The scattering of the final design of all four population sizes diminishes with increasing poc values. This suggests that more frequent application of the OC-operator improves the quality of final designs and produce equally good results in terms of the objective function. Although much heavier designs are generally found by the pure GA method (where poc = 0), the final designs generated by GA are found all infeasible with significant drift violations.
For all the OC-GA runs, the design optimization process is terminated when the maximum generation reaches 200 or when almost the same best-fit design is maintained for 20 consecutive generations. The computational time required for solution convergence of each run is given in Fig. 7. For a given value of poc, the average computer time required is generally found to be linearly proportional to the population size. In other words, the time required for a population size of 100 is more or less two times that of a population size of 50. For all the OC-GA runs of a given population size, the average computer time required increases generally with an increasing value of poc. In general, the larger the population size, the smaller the value of poc should be adopted in terms of computational efforts. For this example, a relatively small value of poc ranging from 0.05 to 0.2 is found adequately sufficient to produce the best-fit designs with the least computational effort.

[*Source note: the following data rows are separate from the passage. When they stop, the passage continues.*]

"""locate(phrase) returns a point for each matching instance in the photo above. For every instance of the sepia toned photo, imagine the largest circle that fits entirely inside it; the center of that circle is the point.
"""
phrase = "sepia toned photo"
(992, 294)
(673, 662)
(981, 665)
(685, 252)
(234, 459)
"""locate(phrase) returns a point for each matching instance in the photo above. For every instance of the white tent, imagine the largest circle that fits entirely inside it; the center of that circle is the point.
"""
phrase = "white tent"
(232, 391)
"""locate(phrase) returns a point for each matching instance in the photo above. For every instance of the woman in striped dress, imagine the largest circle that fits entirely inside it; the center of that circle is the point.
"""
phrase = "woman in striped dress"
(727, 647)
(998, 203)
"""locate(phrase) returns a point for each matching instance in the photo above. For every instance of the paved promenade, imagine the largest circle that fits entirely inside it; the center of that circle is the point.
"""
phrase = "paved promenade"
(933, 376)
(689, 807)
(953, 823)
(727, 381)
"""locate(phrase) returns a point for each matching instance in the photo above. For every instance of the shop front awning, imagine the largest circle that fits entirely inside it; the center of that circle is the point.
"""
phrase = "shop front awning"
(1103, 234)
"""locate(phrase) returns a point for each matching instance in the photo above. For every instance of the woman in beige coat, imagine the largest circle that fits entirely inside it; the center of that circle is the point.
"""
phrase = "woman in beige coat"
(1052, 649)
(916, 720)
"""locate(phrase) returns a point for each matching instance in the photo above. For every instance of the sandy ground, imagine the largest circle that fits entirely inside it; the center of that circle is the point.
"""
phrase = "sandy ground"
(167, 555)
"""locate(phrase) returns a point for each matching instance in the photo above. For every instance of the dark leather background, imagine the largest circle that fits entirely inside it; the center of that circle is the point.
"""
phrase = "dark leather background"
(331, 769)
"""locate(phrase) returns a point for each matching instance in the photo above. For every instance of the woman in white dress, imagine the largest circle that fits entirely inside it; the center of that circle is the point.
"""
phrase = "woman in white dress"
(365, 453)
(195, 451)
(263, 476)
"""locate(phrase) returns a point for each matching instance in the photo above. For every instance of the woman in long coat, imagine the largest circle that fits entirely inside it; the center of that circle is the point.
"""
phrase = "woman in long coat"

Figure 7. Effect of poc on computation time
In this paper, a novel hybrid OC-GA method incorporating a local search OC algorithm is presented for simultaneous topological and element sizing design optimization of tall steel building frameworks. The hybridization involves the exploration of topologies by the GA method and the refinement of element sizes by the local search OC algorithm. Two 40-story, 3-bay framework examples were tested to demonstrate the effectiveness of the hybrid OC-GA method on generating more superior optimal designs than conventional simple GAs. The incorporation of the OC operator into the GA process has remarkably improved the quality of the best-fit designs in terms of structural material consumption and computational efficiency. Results of the two examples indicate that robust and rapid solution convergence can be found by the hybrid OC-GA method. The use of a relatively small value of the probability of OC operator ranging from 0.05 to 0.2 is generally found to produce good quality best-fit designs with the least computational effort for a population size with a similar order of the number of design variables. The hybrid OC-GA method promises to become a useful tool for optimizing both the topology and element sizes of large-scale practical tall building structures.
The work described in this paper was substantially supported by a grant from the Research Grants Council of the Hong Kong Special Administrative Region, China (Project No. HKUST6302/04E).